Für meine Kolumne ‚FRAGEN SIE FRAU ANDREA‚ in Falter 21/2013
Liebe Frau Andrea,
ein Freund von uns, er ist Musiker, hat unlängst eine Essenseinladung mit der Ankündigung verknüft, da würden wir seine neue Freundin kennenlernen. Auf Nachfrage, wie sie denn hiesse und was sie mache, entkam ihm nur ein kryptisches, “na sie liegt so rum und sie heisst Paula.” Mitessen werde sie allerdings nicht. Wir sind verwirrt, unser Freund ist nämlich schwul.

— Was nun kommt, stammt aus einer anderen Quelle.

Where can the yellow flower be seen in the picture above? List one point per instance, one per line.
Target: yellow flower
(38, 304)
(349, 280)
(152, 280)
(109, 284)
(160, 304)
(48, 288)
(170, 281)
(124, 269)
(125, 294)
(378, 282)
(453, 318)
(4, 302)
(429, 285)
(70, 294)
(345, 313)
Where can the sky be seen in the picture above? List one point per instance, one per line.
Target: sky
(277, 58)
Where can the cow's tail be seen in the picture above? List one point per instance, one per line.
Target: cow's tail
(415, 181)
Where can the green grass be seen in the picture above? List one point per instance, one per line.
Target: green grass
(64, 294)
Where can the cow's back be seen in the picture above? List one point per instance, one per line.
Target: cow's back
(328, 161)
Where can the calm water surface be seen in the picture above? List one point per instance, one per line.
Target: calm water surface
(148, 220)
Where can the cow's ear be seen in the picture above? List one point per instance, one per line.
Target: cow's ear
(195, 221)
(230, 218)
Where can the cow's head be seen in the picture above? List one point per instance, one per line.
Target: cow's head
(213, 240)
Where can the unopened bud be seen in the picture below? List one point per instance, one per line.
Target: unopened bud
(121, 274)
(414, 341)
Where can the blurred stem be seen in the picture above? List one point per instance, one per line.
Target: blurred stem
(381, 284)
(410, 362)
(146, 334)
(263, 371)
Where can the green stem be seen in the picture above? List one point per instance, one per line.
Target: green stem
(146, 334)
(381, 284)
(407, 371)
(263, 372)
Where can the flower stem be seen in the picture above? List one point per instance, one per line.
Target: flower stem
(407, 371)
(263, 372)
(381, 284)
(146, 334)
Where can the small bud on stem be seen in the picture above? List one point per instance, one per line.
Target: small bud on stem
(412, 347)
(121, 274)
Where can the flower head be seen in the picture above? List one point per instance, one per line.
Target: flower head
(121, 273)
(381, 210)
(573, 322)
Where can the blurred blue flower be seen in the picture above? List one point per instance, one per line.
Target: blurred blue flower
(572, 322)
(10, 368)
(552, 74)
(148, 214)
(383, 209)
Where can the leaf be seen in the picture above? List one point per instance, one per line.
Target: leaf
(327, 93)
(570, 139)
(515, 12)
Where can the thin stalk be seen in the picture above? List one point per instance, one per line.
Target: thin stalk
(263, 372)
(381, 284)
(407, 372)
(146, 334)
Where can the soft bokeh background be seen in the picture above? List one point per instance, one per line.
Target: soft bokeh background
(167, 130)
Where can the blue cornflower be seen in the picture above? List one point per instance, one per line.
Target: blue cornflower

Müssen wir uns Sorgen um ihn machen?
Liebe Grüsse, Lisi Gulder
per Gesichtsbuch-Direktnachricht
Liebe Lisi,
ich möchte meine ferndiagnostische Vermutung, bei ihrem Freund dürfte es sich um einen Gitarristen handeln mit der Entwarnung verknüpfen, seine sexuelle Orientierung könnte sich verändert haben. Die neue Freundin ihres Freundes scheint ein Gitarrenmodell der US-amerikanischen Herstellerlegende Gibson zu sein. Einem Abendessen in sorgloser Stimmung dürfen sie getrost entgegensehen. Mit “Paula” bezeichnet der deutschsprachige Elektrogitarrenspieler das Gibson-Modell der mannigfaltigen Solid-Body-Serie “Les Paul”. Es ist neben der “Stratocaster” des Konkurrenzunternehmens Fender “die” Elektrogitarre schlechthin. In Form und Anmutung dürfen Les Pauls als konservativ bezeichnet werden – “Paulas” sehen aus wie kleine, brettdicke Konzertgitarren, in deren untere Schulter ein Horn gefräst wurde. Benannt wurde die Ikone unter den “Singenden Brettern” nach dem US-amerikanischen Jazz- und Countrygitarristen Lester William Polsfuss, genannt Les Paul. Lange Zeit hässliches Entlein unter den Stromgitarren, entdeckten britische und US-amerikanische Blues- und Rockmusiker in den späten 60ties die Les-Paul. Für die, bis heute anhaltende Renaissance der Gitarre sorgten besonders die in den Jahren 1958 bis 1960 erzeugten Exemplare. Der Ton und die abenteuerlich geflammten Ahorn-Decken dieser Produktion-Marge – nicht mehr als 1700 Exemplare verliessen die Fabrik – begeisterten Gitarrenhelden vom Schlage Keith Richards, Eric Claptons, Jeff Becks, Duane Allmans, Peter Greens und Jimmy Pages. Bei der Paula ihres Freundes, liebe Lisi, dürfte es sich um eine Les Paul aus den vier Jahrzehnten nach ihrer Wiederentdeckung handeln. Für eine Original-Les-Paul der Jahre 58, 59 und 60 muss man heute den Gegenwert von mehreren Aston Martins hinlegen. Exemplare wie Billy Gibbons “Pearly Gates” oder Jimmy Pages “Number Two” gelten als unbezahlbar.